Hisui calmed the little
flutter in his heart. This was getting too near to a matter he had no wish to
think about. But at least the King had now revealed the source of his trouble,
and to Hisui's relief it was something perfectly natural in a man of
sensitivity. "The Final Dance is unsettling to most men, my lord."
"That it is not.
Goushou was not affected by it at all. I could tell from his demeanour
after."
"Lord Goushou and
your honoured father had opposing natures that went far towards cancelling the
natural sympathy that should have been between them. There was nothing for the
Dance to build on. But those more close in spirit to their sires are troubled
and made unhappy by the feelings that the Dance provokes."
"Was it so for you,
in all honesty?"
"It was so for me
when I danced with my father and again a little when I danced with my oldest
son. I had looked forward to the first, thinking it would be like the ceremony
after the First Crossing. I knew I was a man and that this would be the mark of
it. But it left me feeling drunk and strange in the head, and heartsick at the
world."
"And so it did me,
and worse than heartsick. The fancies born of the Dance..." He fell
silent.
Hisui looked at him in slight
apprehension. He could remember, clear as if it were yesterday, the night of
Goukou's Final Dance. All the highest nobles of the court had been present to
witness the momentous event- all but Shantsu-dono, the prince's Older, and
himself, the prince's Third. They had accompanied Goukou to the main courtyard
and seen him standing in his place, awaiting his father the King's arrival:
they saluted him, received his kiss on their cheeks, and then withdrew before
King Gouerh appeared. This evening marked the end of Goukou's training and the
end of the formal relationship between them, and their absence from the
ceremony was the traditional sign of that.

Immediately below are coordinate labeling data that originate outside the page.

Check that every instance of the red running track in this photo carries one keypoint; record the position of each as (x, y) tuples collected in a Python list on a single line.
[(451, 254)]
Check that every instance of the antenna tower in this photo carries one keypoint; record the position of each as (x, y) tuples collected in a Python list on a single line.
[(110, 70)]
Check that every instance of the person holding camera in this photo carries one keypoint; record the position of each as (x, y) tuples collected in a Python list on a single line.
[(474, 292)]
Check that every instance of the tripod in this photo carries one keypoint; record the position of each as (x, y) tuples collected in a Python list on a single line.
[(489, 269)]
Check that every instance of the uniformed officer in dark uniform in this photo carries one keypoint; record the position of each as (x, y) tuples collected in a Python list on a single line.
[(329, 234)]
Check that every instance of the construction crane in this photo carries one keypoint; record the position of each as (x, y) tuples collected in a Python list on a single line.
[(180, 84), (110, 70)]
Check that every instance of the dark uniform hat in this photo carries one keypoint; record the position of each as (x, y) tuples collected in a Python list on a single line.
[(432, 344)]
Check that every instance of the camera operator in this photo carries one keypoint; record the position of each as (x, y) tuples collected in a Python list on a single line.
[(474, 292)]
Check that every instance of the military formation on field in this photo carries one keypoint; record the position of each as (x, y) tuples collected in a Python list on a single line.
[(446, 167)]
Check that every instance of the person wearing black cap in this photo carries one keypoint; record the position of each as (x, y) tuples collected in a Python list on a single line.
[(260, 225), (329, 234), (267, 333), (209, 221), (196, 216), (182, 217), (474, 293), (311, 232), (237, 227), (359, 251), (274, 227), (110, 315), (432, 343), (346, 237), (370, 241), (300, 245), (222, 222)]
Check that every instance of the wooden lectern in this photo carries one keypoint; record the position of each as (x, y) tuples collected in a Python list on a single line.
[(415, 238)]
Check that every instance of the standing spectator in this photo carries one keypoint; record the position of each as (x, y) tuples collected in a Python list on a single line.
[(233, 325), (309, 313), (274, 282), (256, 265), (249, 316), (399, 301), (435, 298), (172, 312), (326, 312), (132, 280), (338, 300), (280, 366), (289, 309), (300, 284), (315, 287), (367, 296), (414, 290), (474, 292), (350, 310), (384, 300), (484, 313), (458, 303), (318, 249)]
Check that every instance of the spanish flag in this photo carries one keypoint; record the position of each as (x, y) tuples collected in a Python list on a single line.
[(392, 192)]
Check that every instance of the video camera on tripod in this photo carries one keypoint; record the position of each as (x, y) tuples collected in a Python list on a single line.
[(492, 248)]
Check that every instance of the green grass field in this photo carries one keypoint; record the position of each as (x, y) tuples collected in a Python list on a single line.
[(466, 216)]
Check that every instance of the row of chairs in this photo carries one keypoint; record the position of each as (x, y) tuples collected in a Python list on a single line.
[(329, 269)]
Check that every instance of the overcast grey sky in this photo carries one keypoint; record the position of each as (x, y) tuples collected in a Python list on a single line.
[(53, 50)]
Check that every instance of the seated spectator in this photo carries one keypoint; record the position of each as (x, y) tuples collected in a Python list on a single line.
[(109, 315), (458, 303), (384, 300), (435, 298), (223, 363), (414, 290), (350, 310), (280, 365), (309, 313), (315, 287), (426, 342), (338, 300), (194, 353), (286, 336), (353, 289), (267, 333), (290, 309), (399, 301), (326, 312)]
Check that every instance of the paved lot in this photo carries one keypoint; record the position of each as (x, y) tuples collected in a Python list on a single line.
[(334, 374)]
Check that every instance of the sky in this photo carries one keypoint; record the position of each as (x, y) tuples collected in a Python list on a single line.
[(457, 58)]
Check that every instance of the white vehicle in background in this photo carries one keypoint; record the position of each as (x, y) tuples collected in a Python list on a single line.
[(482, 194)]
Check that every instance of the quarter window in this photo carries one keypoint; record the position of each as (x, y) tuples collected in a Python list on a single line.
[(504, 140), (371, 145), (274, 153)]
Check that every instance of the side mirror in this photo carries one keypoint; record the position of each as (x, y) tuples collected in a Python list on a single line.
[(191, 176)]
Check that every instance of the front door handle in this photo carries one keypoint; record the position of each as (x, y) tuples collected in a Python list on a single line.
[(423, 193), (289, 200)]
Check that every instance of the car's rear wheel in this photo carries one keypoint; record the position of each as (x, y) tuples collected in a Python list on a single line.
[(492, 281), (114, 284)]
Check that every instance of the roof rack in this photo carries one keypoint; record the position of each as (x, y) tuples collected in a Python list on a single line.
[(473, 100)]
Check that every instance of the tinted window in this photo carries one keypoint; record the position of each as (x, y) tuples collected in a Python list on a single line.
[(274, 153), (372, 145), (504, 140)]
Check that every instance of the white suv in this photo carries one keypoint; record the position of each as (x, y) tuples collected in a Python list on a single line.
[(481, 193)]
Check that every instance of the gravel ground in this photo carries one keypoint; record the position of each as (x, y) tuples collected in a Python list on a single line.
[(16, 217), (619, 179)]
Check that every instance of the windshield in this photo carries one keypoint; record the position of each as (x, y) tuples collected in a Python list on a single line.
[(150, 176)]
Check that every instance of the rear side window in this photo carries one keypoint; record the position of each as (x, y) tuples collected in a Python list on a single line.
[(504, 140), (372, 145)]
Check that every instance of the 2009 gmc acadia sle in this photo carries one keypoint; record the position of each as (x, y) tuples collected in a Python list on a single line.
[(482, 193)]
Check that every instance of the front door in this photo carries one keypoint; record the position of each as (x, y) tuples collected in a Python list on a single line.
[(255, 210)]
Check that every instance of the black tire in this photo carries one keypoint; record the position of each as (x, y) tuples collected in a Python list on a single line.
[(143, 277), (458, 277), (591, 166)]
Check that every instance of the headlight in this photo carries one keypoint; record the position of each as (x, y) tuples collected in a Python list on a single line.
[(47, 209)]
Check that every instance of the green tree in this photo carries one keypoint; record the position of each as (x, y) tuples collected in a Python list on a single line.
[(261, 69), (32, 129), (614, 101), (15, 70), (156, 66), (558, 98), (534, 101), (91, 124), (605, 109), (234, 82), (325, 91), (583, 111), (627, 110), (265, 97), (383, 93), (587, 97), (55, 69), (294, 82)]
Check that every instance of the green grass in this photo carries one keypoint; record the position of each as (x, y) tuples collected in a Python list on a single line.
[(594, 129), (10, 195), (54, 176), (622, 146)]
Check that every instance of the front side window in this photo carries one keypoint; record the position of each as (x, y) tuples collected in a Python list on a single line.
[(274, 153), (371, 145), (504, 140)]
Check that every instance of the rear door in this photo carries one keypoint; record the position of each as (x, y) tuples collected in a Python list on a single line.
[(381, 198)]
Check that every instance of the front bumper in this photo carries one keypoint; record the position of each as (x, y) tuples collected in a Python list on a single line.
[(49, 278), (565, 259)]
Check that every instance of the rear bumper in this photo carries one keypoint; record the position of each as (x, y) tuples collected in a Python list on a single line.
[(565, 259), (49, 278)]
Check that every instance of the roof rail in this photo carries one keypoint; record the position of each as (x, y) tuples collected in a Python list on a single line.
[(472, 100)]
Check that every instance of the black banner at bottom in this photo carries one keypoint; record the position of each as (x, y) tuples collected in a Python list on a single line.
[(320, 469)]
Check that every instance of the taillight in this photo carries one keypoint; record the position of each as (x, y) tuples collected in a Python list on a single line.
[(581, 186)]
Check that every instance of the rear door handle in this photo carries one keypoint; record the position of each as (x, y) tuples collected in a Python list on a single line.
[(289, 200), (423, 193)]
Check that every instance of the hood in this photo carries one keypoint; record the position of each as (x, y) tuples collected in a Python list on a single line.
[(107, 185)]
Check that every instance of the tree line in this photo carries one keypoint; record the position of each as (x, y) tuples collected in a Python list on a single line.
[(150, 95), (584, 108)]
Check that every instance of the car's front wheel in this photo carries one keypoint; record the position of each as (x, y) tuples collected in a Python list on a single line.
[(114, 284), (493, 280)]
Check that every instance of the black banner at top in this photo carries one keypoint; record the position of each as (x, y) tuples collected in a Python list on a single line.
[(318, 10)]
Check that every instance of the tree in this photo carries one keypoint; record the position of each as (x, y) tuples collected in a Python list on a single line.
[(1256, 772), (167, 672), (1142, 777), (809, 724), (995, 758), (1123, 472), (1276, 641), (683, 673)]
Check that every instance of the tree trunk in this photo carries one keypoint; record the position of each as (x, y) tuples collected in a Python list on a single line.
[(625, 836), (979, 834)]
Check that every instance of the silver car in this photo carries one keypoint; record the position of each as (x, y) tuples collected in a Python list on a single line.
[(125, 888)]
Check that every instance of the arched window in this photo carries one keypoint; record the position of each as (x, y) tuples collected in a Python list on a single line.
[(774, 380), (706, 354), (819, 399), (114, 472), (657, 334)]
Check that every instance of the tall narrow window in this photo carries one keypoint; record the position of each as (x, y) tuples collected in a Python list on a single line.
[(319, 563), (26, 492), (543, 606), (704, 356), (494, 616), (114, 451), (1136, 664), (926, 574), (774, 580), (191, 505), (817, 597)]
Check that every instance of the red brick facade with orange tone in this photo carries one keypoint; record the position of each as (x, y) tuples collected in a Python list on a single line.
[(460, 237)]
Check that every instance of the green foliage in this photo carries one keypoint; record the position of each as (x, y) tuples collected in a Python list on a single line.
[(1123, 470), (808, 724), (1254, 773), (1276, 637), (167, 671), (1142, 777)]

In the Prince's apartments
they bathed and changed into chamber robes, then spent the evening playing go
and talking a little of the past four years.
"The prince is a man
tonight," Hisui sighed. "It is wrong of me, but I feel a half-regret
for what will be no more after today."
"Regret is a part of all
change," Shantsu said. "And I think this last night the prince may
still be partly a boy."
"How so?"
Shantsu looked at him
consideringly. "Perhaps it was different for you. Whose company did you
seek when you returned from the Dance, your Older's or your Third's, and what
form did you first enact with him?"
Hisui frowned in recollection.
"My Third, and I lay above him in the Mountain Cave. For I was a man and
wished to have that settled in my mind." He did not understand the little
quirk of Shantsu's eyebrows. "Is that not usual?"
"As I understand it,
not. A man new-come from his Final Dance is as likely to want to lie below as
above, and sometimes both at once. So it would be well for us to expect the
Prince to ask for one of the threesome forms- the Province, perhaps, or the
Brazier. If indeed he wishes only your company, I shall be pleased, of
course."
"I see," Hisui said
automatically. There was a pause as he sought to frame the personal question
delicately. "You say, 'as I understand it.' Was your own experience then
different from mine, Shantsu-dono?"
"The customs of the continents
are different from the oceans. When the Dance is done we lie alone."
"That is hard,"
Hisui said in surprise. "Why are you denied relief? For the Dance has such
a disordering effect--" He stopped, heat in his face. "Your
pardon," he said above his embarrassment.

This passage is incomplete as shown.